Return Eternal: Into the Archives, features photographs from Claude Eshun, Jamieson Edson and Tarik Bartel, and explores both contemporary works as well as pieces from each artist’s archive. The exhibition is on view from Monday, February 12, 2024 to Friday, March 29, 2024. The opening reception is on Thursday, February 15 from 5 to 8 PM in the Trustman Art Gallery. The artists will join the curators for a panel discussion on Thursday, March 28 from 6:30 to 7:30 PM. The Gallery will be closed Monday, March 4 through Friday, March 8.
Co-curated by photographer Mel Taing and Gallery Director Helen Popinchalk, this exhibition threads the connections between early photographs and those being created in the present. This exhibition seeks to inspire students, members of the Simmons community and of the Greater Boston community to think about the implications of archives and discover the process of preserving relationships, memories, and connections through photography.

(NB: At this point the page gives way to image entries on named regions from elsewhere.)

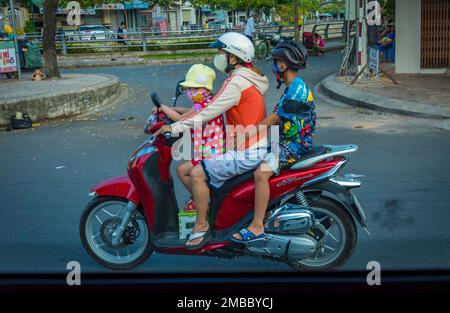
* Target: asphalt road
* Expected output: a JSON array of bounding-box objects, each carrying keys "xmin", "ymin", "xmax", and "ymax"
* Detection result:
[{"xmin": 0, "ymin": 52, "xmax": 450, "ymax": 272}]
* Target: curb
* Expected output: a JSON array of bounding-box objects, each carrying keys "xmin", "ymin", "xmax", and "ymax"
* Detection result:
[
  {"xmin": 320, "ymin": 74, "xmax": 450, "ymax": 119},
  {"xmin": 59, "ymin": 57, "xmax": 213, "ymax": 69},
  {"xmin": 0, "ymin": 74, "xmax": 121, "ymax": 126}
]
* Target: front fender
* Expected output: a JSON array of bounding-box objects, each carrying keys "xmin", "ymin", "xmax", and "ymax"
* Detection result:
[
  {"xmin": 91, "ymin": 176, "xmax": 141, "ymax": 204},
  {"xmin": 302, "ymin": 180, "xmax": 370, "ymax": 235}
]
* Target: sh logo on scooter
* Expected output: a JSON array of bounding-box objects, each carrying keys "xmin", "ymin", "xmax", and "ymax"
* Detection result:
[
  {"xmin": 366, "ymin": 261, "xmax": 381, "ymax": 286},
  {"xmin": 66, "ymin": 261, "xmax": 81, "ymax": 286}
]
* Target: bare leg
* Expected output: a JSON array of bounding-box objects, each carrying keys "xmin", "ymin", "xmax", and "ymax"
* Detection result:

The medium of photography is inherently archival and every image is an act of preservation. The image itself, the subject it documents, and the associations of its maker are cataloged within this medium. As photographers who primarily capture portraits, Bartel, Edson and Eshun have developed archives that contain the memories and relationships of those around them. Whether it is tracing family lineages and history, the ephemera of lust and the immutable love of queer community, or the deeply personal and relational work of cultural organizing and activism, we witness the visual and contextual themes they eternally return to. This exhibition invites us to visit the past, present and future with moments including but not limited to: Eshun physically integrating his family’s photography archive into powerful portraits of himself and his family, Bartel documenting portraits of community in tandem with cultural organizing, and Edson utilizing AI to generate new and intriguing narratives and reproducing them as analog polaroids.
Claude Eshun, also known as Don Claude, investigates family history in the context of the diasporic impulse to adapt and assimilate. He reflects on scenes from his own personal history as he wrestles with feelings of alienation and contradiction, of being African, black, hypervisible, and invisible simultaneously. He is an educator at Harvard University for the Photography courses and Digital Classroom and currently resides in Worcester, MA. As a photo-based artist, his work was exhibited at the Harvard Art Museum, Beacon Street Gallery, and The White Room. As a curator he exhibited Pictures and Progress: A Massart Alumni Show to support last year’s Adderley Lecture series with Dr. Sarah Lewis. He received his Masters of Fine Arts in Photography from Massachusetts College of Art and Design in 2022.
Jamieson Edson’s creative process transforms ordinary moments captured primarily on Polaroid film into layered and complex expressions of memories, experiences, and emotions. These multilayered compositions stand as heartfelt tributes to the intricate mosaic of connections in their life, from cherished friends to significant life events. Edson’s art invites viewers to transcend the superficial and engage with the depth of human relationships and personal journeys. Edson lives in Jamaica Plain, MA, and earned a BFA from Massachusetts College of Art and Design in 2015. They have exhibited their work widely, in Boston and beyond, including recent shows at Gallery VERY and the Distillery Gallery in Boston and Shoe Bones Gallery in Salem, MA.
Tarik Bartel’s works are the culmination of a seven-year-long practice of bearing witness to their community. Their photography functions as an act of attunement, of radical care and vulnerability, of pouring their community onto paper and pixel. Bartel is a trans and non-binary Thai-American artist based in Providence, RI. They are a photographer, an award-winning filmmaker, and a spoken word poet and have worked as an arts educator, a youth worker, and a community organizer in the Greater Boston area since 2014. In 2016, they co-founded the Boston-based art collective ANGRY ASIAN GIRLS, a collaborative project centered on radical liberation and youth-centered community work.